Ciena conducts business globally in numerous currencies, and thus is exposed to adverse foreign currency exchange rate changes. To limit this exposure, Ciena enters into foreign currency contracts. Ciena does not enter into such contracts for speculative purposes.

As of January 29, 2022 and October 30, 2021, Ciena had forward contracts to hedge its foreign exchange exposure in order to reduce variability principally related to research and development activities. The notional amount of these contracts was approximately $260.4 million and $288.6 million as of January 29, 2022 and October 30, 2021, respectively. These foreign exchange contracts have maturities of 24 months or less and have been designated as cash flow hedges.
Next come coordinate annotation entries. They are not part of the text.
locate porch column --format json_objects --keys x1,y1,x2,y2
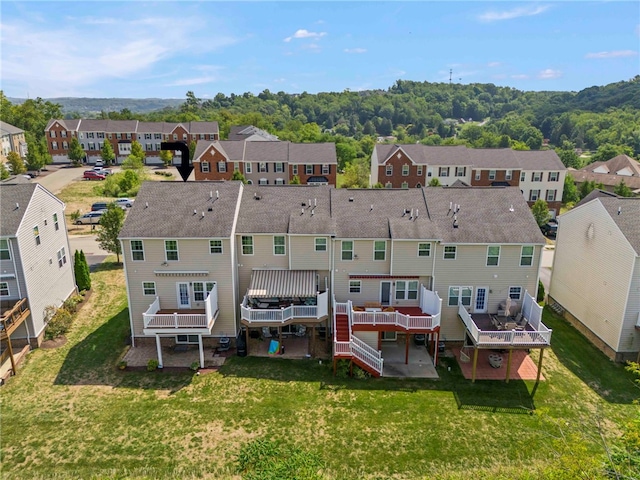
[
  {"x1": 198, "y1": 333, "x2": 204, "y2": 368},
  {"x1": 156, "y1": 333, "x2": 162, "y2": 368}
]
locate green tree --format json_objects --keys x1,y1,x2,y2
[
  {"x1": 531, "y1": 198, "x2": 551, "y2": 227},
  {"x1": 7, "y1": 151, "x2": 27, "y2": 175},
  {"x1": 613, "y1": 179, "x2": 633, "y2": 197},
  {"x1": 100, "y1": 140, "x2": 116, "y2": 165},
  {"x1": 97, "y1": 203, "x2": 124, "y2": 263},
  {"x1": 67, "y1": 137, "x2": 85, "y2": 166}
]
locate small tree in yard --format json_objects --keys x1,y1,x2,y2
[
  {"x1": 531, "y1": 198, "x2": 551, "y2": 227},
  {"x1": 98, "y1": 203, "x2": 124, "y2": 263}
]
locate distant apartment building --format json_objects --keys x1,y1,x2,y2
[
  {"x1": 371, "y1": 144, "x2": 567, "y2": 215},
  {"x1": 45, "y1": 119, "x2": 220, "y2": 165}
]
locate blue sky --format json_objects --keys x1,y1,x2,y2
[{"x1": 0, "y1": 0, "x2": 640, "y2": 98}]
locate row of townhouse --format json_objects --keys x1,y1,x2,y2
[
  {"x1": 45, "y1": 119, "x2": 220, "y2": 164},
  {"x1": 120, "y1": 181, "x2": 550, "y2": 374},
  {"x1": 371, "y1": 144, "x2": 567, "y2": 215},
  {"x1": 193, "y1": 140, "x2": 338, "y2": 185}
]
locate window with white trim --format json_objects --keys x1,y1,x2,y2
[
  {"x1": 131, "y1": 240, "x2": 144, "y2": 262},
  {"x1": 396, "y1": 280, "x2": 418, "y2": 300},
  {"x1": 273, "y1": 235, "x2": 287, "y2": 255},
  {"x1": 242, "y1": 235, "x2": 253, "y2": 255},
  {"x1": 142, "y1": 282, "x2": 156, "y2": 295},
  {"x1": 447, "y1": 287, "x2": 473, "y2": 307},
  {"x1": 487, "y1": 245, "x2": 500, "y2": 267},
  {"x1": 340, "y1": 240, "x2": 353, "y2": 260},
  {"x1": 209, "y1": 240, "x2": 222, "y2": 254},
  {"x1": 520, "y1": 245, "x2": 533, "y2": 267},
  {"x1": 164, "y1": 240, "x2": 178, "y2": 261},
  {"x1": 418, "y1": 243, "x2": 431, "y2": 257}
]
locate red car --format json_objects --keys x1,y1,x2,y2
[{"x1": 82, "y1": 170, "x2": 107, "y2": 180}]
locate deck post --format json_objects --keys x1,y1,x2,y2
[
  {"x1": 156, "y1": 333, "x2": 162, "y2": 368},
  {"x1": 471, "y1": 348, "x2": 480, "y2": 383},
  {"x1": 506, "y1": 348, "x2": 513, "y2": 383},
  {"x1": 536, "y1": 348, "x2": 544, "y2": 383}
]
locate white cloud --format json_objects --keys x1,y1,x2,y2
[
  {"x1": 284, "y1": 29, "x2": 327, "y2": 42},
  {"x1": 584, "y1": 50, "x2": 638, "y2": 58},
  {"x1": 478, "y1": 5, "x2": 549, "y2": 22},
  {"x1": 538, "y1": 68, "x2": 562, "y2": 80}
]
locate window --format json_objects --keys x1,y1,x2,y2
[
  {"x1": 242, "y1": 235, "x2": 253, "y2": 255},
  {"x1": 0, "y1": 240, "x2": 11, "y2": 260},
  {"x1": 341, "y1": 240, "x2": 353, "y2": 260},
  {"x1": 448, "y1": 287, "x2": 473, "y2": 307},
  {"x1": 58, "y1": 247, "x2": 67, "y2": 268},
  {"x1": 396, "y1": 280, "x2": 418, "y2": 300},
  {"x1": 164, "y1": 240, "x2": 178, "y2": 261},
  {"x1": 509, "y1": 287, "x2": 522, "y2": 300},
  {"x1": 131, "y1": 240, "x2": 144, "y2": 261},
  {"x1": 142, "y1": 282, "x2": 156, "y2": 295},
  {"x1": 547, "y1": 190, "x2": 556, "y2": 202},
  {"x1": 520, "y1": 245, "x2": 533, "y2": 267},
  {"x1": 209, "y1": 240, "x2": 222, "y2": 253},
  {"x1": 487, "y1": 245, "x2": 500, "y2": 267},
  {"x1": 273, "y1": 235, "x2": 287, "y2": 255}
]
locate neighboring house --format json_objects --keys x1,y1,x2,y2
[
  {"x1": 193, "y1": 140, "x2": 338, "y2": 185},
  {"x1": 227, "y1": 125, "x2": 278, "y2": 142},
  {"x1": 371, "y1": 144, "x2": 567, "y2": 215},
  {"x1": 0, "y1": 182, "x2": 76, "y2": 346},
  {"x1": 549, "y1": 190, "x2": 640, "y2": 361},
  {"x1": 45, "y1": 119, "x2": 220, "y2": 165},
  {"x1": 569, "y1": 155, "x2": 640, "y2": 195},
  {"x1": 0, "y1": 120, "x2": 27, "y2": 162},
  {"x1": 120, "y1": 181, "x2": 550, "y2": 374}
]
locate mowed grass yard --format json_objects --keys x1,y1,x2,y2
[{"x1": 0, "y1": 258, "x2": 640, "y2": 479}]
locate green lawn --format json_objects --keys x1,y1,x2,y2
[{"x1": 0, "y1": 262, "x2": 640, "y2": 479}]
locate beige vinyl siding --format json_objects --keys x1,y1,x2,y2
[
  {"x1": 550, "y1": 201, "x2": 636, "y2": 350},
  {"x1": 14, "y1": 187, "x2": 76, "y2": 337},
  {"x1": 618, "y1": 257, "x2": 640, "y2": 352},
  {"x1": 433, "y1": 245, "x2": 542, "y2": 340},
  {"x1": 392, "y1": 241, "x2": 435, "y2": 278},
  {"x1": 122, "y1": 238, "x2": 236, "y2": 336},
  {"x1": 287, "y1": 235, "x2": 331, "y2": 270}
]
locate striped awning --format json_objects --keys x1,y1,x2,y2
[{"x1": 247, "y1": 270, "x2": 317, "y2": 298}]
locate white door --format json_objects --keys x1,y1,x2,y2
[
  {"x1": 473, "y1": 287, "x2": 489, "y2": 313},
  {"x1": 176, "y1": 282, "x2": 191, "y2": 308}
]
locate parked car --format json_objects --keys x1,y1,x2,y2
[
  {"x1": 75, "y1": 210, "x2": 105, "y2": 225},
  {"x1": 82, "y1": 170, "x2": 107, "y2": 180}
]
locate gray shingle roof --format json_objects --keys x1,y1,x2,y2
[
  {"x1": 0, "y1": 183, "x2": 37, "y2": 237},
  {"x1": 120, "y1": 181, "x2": 242, "y2": 238}
]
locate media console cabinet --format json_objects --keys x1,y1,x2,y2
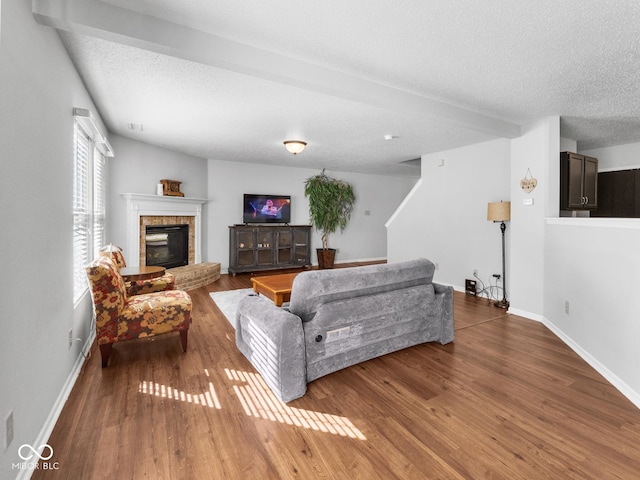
[{"x1": 229, "y1": 225, "x2": 311, "y2": 275}]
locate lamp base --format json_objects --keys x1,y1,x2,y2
[{"x1": 493, "y1": 298, "x2": 509, "y2": 310}]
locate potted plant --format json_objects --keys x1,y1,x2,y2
[{"x1": 304, "y1": 169, "x2": 356, "y2": 268}]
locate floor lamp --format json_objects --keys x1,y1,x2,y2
[{"x1": 487, "y1": 202, "x2": 511, "y2": 308}]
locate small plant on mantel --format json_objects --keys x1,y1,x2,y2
[{"x1": 304, "y1": 169, "x2": 356, "y2": 268}]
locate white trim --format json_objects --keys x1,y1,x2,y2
[
  {"x1": 542, "y1": 318, "x2": 640, "y2": 408},
  {"x1": 16, "y1": 330, "x2": 96, "y2": 480},
  {"x1": 122, "y1": 193, "x2": 208, "y2": 265}
]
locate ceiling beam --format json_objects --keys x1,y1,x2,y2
[{"x1": 32, "y1": 0, "x2": 521, "y2": 138}]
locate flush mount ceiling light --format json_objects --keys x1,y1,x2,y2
[{"x1": 284, "y1": 140, "x2": 307, "y2": 155}]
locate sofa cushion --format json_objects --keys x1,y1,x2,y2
[{"x1": 289, "y1": 258, "x2": 435, "y2": 322}]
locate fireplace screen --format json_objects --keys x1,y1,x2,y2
[{"x1": 145, "y1": 225, "x2": 189, "y2": 268}]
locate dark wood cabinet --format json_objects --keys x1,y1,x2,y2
[
  {"x1": 229, "y1": 225, "x2": 311, "y2": 275},
  {"x1": 591, "y1": 169, "x2": 640, "y2": 218},
  {"x1": 560, "y1": 152, "x2": 598, "y2": 210}
]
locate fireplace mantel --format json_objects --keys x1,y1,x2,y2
[{"x1": 122, "y1": 193, "x2": 208, "y2": 265}]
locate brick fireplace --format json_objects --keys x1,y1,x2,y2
[{"x1": 123, "y1": 193, "x2": 207, "y2": 265}]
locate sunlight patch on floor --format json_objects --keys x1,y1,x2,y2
[
  {"x1": 225, "y1": 368, "x2": 367, "y2": 440},
  {"x1": 138, "y1": 368, "x2": 222, "y2": 410}
]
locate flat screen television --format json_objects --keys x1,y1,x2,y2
[{"x1": 242, "y1": 193, "x2": 291, "y2": 223}]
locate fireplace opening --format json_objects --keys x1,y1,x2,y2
[{"x1": 144, "y1": 225, "x2": 189, "y2": 268}]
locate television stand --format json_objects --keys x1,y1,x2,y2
[{"x1": 229, "y1": 224, "x2": 311, "y2": 276}]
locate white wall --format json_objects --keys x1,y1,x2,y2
[
  {"x1": 208, "y1": 160, "x2": 416, "y2": 271},
  {"x1": 544, "y1": 218, "x2": 640, "y2": 407},
  {"x1": 107, "y1": 135, "x2": 208, "y2": 259},
  {"x1": 387, "y1": 139, "x2": 511, "y2": 290},
  {"x1": 0, "y1": 0, "x2": 106, "y2": 479},
  {"x1": 507, "y1": 117, "x2": 560, "y2": 320}
]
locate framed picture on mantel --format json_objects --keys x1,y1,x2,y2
[{"x1": 160, "y1": 178, "x2": 184, "y2": 197}]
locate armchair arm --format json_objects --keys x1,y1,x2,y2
[
  {"x1": 433, "y1": 282, "x2": 454, "y2": 345},
  {"x1": 236, "y1": 295, "x2": 307, "y2": 402}
]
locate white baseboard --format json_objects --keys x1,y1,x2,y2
[
  {"x1": 16, "y1": 329, "x2": 96, "y2": 480},
  {"x1": 542, "y1": 318, "x2": 640, "y2": 408}
]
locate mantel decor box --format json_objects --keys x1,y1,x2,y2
[{"x1": 160, "y1": 178, "x2": 184, "y2": 197}]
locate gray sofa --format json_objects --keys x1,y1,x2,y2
[{"x1": 236, "y1": 259, "x2": 453, "y2": 402}]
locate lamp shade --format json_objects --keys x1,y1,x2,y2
[
  {"x1": 487, "y1": 202, "x2": 511, "y2": 222},
  {"x1": 284, "y1": 140, "x2": 307, "y2": 155}
]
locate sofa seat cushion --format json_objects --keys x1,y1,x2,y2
[
  {"x1": 303, "y1": 284, "x2": 442, "y2": 381},
  {"x1": 109, "y1": 290, "x2": 191, "y2": 343}
]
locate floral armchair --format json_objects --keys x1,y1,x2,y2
[
  {"x1": 99, "y1": 243, "x2": 176, "y2": 296},
  {"x1": 86, "y1": 256, "x2": 191, "y2": 368}
]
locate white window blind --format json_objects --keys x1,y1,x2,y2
[{"x1": 73, "y1": 122, "x2": 106, "y2": 303}]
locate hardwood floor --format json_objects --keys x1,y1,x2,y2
[{"x1": 32, "y1": 266, "x2": 640, "y2": 480}]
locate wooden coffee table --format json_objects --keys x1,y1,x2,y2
[{"x1": 251, "y1": 272, "x2": 299, "y2": 307}]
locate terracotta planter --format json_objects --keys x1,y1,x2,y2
[{"x1": 316, "y1": 248, "x2": 336, "y2": 269}]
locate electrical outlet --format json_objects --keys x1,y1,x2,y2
[{"x1": 4, "y1": 410, "x2": 13, "y2": 452}]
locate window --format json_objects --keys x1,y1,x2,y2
[{"x1": 73, "y1": 121, "x2": 106, "y2": 303}]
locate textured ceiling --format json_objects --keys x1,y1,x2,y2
[{"x1": 33, "y1": 0, "x2": 640, "y2": 175}]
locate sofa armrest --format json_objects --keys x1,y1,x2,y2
[
  {"x1": 433, "y1": 282, "x2": 454, "y2": 345},
  {"x1": 236, "y1": 295, "x2": 307, "y2": 402}
]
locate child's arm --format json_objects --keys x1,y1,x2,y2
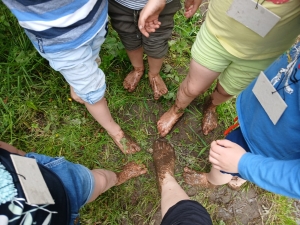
[
  {"x1": 238, "y1": 153, "x2": 300, "y2": 199},
  {"x1": 209, "y1": 140, "x2": 300, "y2": 199},
  {"x1": 0, "y1": 141, "x2": 26, "y2": 156}
]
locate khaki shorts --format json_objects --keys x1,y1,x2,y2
[
  {"x1": 108, "y1": 0, "x2": 181, "y2": 59},
  {"x1": 191, "y1": 23, "x2": 276, "y2": 95}
]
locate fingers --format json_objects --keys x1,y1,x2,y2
[
  {"x1": 139, "y1": 19, "x2": 161, "y2": 37},
  {"x1": 216, "y1": 139, "x2": 236, "y2": 148},
  {"x1": 139, "y1": 22, "x2": 149, "y2": 37}
]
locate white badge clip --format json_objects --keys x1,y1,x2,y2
[
  {"x1": 10, "y1": 155, "x2": 54, "y2": 205},
  {"x1": 252, "y1": 72, "x2": 287, "y2": 125},
  {"x1": 227, "y1": 0, "x2": 280, "y2": 37}
]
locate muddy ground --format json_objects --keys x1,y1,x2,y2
[{"x1": 117, "y1": 96, "x2": 300, "y2": 225}]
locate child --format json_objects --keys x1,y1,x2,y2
[
  {"x1": 153, "y1": 140, "x2": 212, "y2": 225},
  {"x1": 157, "y1": 0, "x2": 300, "y2": 137},
  {"x1": 0, "y1": 142, "x2": 147, "y2": 225},
  {"x1": 184, "y1": 43, "x2": 300, "y2": 199},
  {"x1": 108, "y1": 0, "x2": 181, "y2": 100},
  {"x1": 3, "y1": 0, "x2": 140, "y2": 154}
]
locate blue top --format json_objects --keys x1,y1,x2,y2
[
  {"x1": 237, "y1": 43, "x2": 300, "y2": 198},
  {"x1": 2, "y1": 0, "x2": 108, "y2": 53}
]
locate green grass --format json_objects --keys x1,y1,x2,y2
[{"x1": 0, "y1": 3, "x2": 294, "y2": 225}]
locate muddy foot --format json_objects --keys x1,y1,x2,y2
[
  {"x1": 202, "y1": 98, "x2": 218, "y2": 135},
  {"x1": 157, "y1": 105, "x2": 183, "y2": 137},
  {"x1": 153, "y1": 140, "x2": 175, "y2": 191},
  {"x1": 116, "y1": 162, "x2": 148, "y2": 185},
  {"x1": 227, "y1": 176, "x2": 247, "y2": 191},
  {"x1": 183, "y1": 167, "x2": 215, "y2": 188},
  {"x1": 123, "y1": 68, "x2": 144, "y2": 92},
  {"x1": 109, "y1": 131, "x2": 141, "y2": 154},
  {"x1": 149, "y1": 74, "x2": 168, "y2": 100}
]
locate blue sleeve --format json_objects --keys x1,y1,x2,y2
[{"x1": 238, "y1": 153, "x2": 300, "y2": 199}]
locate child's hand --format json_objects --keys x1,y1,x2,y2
[
  {"x1": 209, "y1": 140, "x2": 246, "y2": 173},
  {"x1": 138, "y1": 0, "x2": 166, "y2": 37},
  {"x1": 70, "y1": 86, "x2": 84, "y2": 104},
  {"x1": 184, "y1": 0, "x2": 202, "y2": 18}
]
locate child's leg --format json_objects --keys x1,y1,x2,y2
[
  {"x1": 157, "y1": 60, "x2": 220, "y2": 137},
  {"x1": 202, "y1": 81, "x2": 232, "y2": 135},
  {"x1": 88, "y1": 169, "x2": 118, "y2": 202},
  {"x1": 85, "y1": 98, "x2": 140, "y2": 154},
  {"x1": 148, "y1": 56, "x2": 168, "y2": 100},
  {"x1": 123, "y1": 47, "x2": 144, "y2": 92},
  {"x1": 88, "y1": 162, "x2": 147, "y2": 202}
]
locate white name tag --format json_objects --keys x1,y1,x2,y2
[
  {"x1": 227, "y1": 0, "x2": 280, "y2": 37},
  {"x1": 252, "y1": 72, "x2": 287, "y2": 125},
  {"x1": 10, "y1": 155, "x2": 54, "y2": 205}
]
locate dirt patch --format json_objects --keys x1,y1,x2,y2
[{"x1": 120, "y1": 96, "x2": 300, "y2": 225}]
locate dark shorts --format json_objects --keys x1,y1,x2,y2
[
  {"x1": 108, "y1": 0, "x2": 181, "y2": 59},
  {"x1": 161, "y1": 200, "x2": 212, "y2": 225},
  {"x1": 221, "y1": 127, "x2": 251, "y2": 178}
]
As of January 29, 2022 and October 30, 2021, Ciena had forward contracts to hedge its foreign exchange exposure in order to reduce the variability in various currencies of certain balance sheet items. The notional amount of these contracts was approximately $240.0 million and $296.1 million as of January 29, 2022 and October 30, 2021, respectively. These foreign exchange contracts have maturities of 12 months or less and have not been designated as hedges for accounting purposes.

Interest Rate Derivatives

Ciena is exposed to floating rates of LIBOR interest on its term loan borrowings (see Note 15 below) and has hedged such risk by entering into floating to fixed interest rate swap arrangements (“interest rate swaps”). The interest rate swaps fix the LIBOR rate for $350.0 million of the 2025 Term Loan (as defined in Note 15 below) at 2.957% through September 2023. The total notional amount of interest rate swaps in effect was $350.0 million as of January 29, 2022 and October 30, 2021.

Ciena expects the variable rate payments to be received under the terms of the interest rate swaps to offset exactly the forecasted variable rate payments on the equivalent notional amounts of the 2025 Term Loan. These derivative contracts have been designated as cash flow hedges.

Other information regarding Ciena’s derivatives is immaterial for separate financial statement presentation. See Note 6 and Note 9 above.